In reference to "Good news" in the Anyway section, I visited South Korea in 1983. When I contacted the Iranian embassy in Seoul to get some paperwork straightened out, the clerk was practically shocked to see and hear from another Iranian. According to him, at the time a total of 13 Iranians lived in South Korea and he knew every one of them by first name. "Six belong to the same family and the rest are scattered all over the peninsula" he said.

Later he confided that almost all were there to purchase military and other supplies for Iranian troops during the Iran-Iraq war. Even the "embassy" itself was nothing more than a purchasing office, inadequately equipped to handle my passport problem.

Seveteen years later, I see "Pastor Oh" has three Farsi-speaking churches running in South Korea.

Maybe I should be happy about this. Maybe I should celebrate my people and culture reaching every corner of this planet. Maybe it is nice to see my fellow Iranians attend church in Farsi. Maybe it's an honour. Maybe it's a miracle of sort. Then again, maybe not.

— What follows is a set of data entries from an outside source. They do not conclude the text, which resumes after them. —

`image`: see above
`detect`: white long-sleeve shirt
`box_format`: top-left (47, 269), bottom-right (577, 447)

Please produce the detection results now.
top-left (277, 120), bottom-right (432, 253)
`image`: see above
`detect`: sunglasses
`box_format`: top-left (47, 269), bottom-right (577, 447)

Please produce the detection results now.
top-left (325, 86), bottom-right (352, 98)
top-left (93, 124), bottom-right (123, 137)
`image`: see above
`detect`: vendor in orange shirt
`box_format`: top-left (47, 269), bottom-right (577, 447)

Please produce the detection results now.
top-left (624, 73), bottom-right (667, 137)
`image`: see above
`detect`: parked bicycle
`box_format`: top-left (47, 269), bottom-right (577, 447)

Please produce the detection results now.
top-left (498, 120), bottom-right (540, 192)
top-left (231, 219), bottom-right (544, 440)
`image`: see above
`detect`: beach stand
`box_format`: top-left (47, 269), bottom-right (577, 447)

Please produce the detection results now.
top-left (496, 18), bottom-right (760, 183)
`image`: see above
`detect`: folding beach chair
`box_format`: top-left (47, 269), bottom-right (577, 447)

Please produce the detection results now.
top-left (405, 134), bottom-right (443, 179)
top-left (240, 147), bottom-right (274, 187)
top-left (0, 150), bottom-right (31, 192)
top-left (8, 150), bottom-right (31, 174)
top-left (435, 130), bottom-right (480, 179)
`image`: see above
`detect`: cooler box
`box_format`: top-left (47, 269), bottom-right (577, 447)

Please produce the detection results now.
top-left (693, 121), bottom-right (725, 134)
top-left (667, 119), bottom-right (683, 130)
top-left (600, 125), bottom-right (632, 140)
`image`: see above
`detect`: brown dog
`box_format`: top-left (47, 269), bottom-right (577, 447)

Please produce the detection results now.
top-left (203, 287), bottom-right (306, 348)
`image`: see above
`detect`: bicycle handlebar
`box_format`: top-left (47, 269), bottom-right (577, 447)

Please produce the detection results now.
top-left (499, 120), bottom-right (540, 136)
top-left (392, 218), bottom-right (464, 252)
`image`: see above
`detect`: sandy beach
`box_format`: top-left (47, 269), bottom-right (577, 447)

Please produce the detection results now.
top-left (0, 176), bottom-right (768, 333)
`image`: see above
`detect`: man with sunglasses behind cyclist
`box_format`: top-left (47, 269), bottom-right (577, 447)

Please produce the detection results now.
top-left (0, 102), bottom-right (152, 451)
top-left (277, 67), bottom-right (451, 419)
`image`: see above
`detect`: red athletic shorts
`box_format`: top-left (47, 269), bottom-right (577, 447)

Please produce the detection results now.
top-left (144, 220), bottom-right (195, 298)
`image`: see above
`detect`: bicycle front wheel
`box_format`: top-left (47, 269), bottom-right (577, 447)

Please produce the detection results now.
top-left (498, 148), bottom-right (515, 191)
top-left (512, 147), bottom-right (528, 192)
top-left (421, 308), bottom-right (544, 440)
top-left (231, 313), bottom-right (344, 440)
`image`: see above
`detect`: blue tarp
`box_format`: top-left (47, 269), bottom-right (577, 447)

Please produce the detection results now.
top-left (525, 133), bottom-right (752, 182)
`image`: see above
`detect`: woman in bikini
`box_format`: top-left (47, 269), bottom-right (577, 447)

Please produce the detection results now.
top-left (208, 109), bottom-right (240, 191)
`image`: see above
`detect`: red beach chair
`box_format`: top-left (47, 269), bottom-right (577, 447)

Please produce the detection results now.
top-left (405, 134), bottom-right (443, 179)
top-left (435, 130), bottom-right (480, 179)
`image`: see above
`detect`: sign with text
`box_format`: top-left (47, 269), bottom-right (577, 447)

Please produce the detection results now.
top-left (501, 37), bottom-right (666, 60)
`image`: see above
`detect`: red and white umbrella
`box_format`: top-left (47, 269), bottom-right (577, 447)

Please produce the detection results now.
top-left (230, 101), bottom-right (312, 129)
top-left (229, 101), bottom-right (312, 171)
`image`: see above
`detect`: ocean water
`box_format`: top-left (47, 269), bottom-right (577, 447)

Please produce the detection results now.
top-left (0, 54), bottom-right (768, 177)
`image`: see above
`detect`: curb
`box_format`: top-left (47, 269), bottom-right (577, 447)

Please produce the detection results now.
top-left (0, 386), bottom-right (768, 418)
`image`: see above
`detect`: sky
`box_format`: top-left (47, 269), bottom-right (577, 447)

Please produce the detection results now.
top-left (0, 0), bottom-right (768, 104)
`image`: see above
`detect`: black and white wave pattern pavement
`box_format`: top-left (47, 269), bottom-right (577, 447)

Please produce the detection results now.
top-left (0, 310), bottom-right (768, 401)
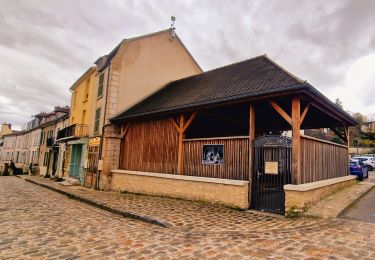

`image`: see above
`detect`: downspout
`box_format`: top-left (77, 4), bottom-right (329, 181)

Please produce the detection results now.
top-left (95, 61), bottom-right (112, 190)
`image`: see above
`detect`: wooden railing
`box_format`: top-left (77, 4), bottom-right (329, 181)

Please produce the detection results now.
top-left (57, 124), bottom-right (88, 141)
top-left (301, 136), bottom-right (349, 183)
top-left (183, 136), bottom-right (249, 180)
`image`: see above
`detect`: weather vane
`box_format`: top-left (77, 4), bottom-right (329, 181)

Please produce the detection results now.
top-left (171, 15), bottom-right (176, 40)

My homeland's most valuable national treasure is not it's oil, natural gas, or copper. It is the millions of intellectuals, experts, academics, artists and thinkers spread across the globe in search of a safe haven, an opportunity to flourish, an opening to prosper, a chance to create.

To all those in exile who constantly crave a tiny taste of home, even if it comes in the shape of unfamiliar words in a familiar tongue, I worship you.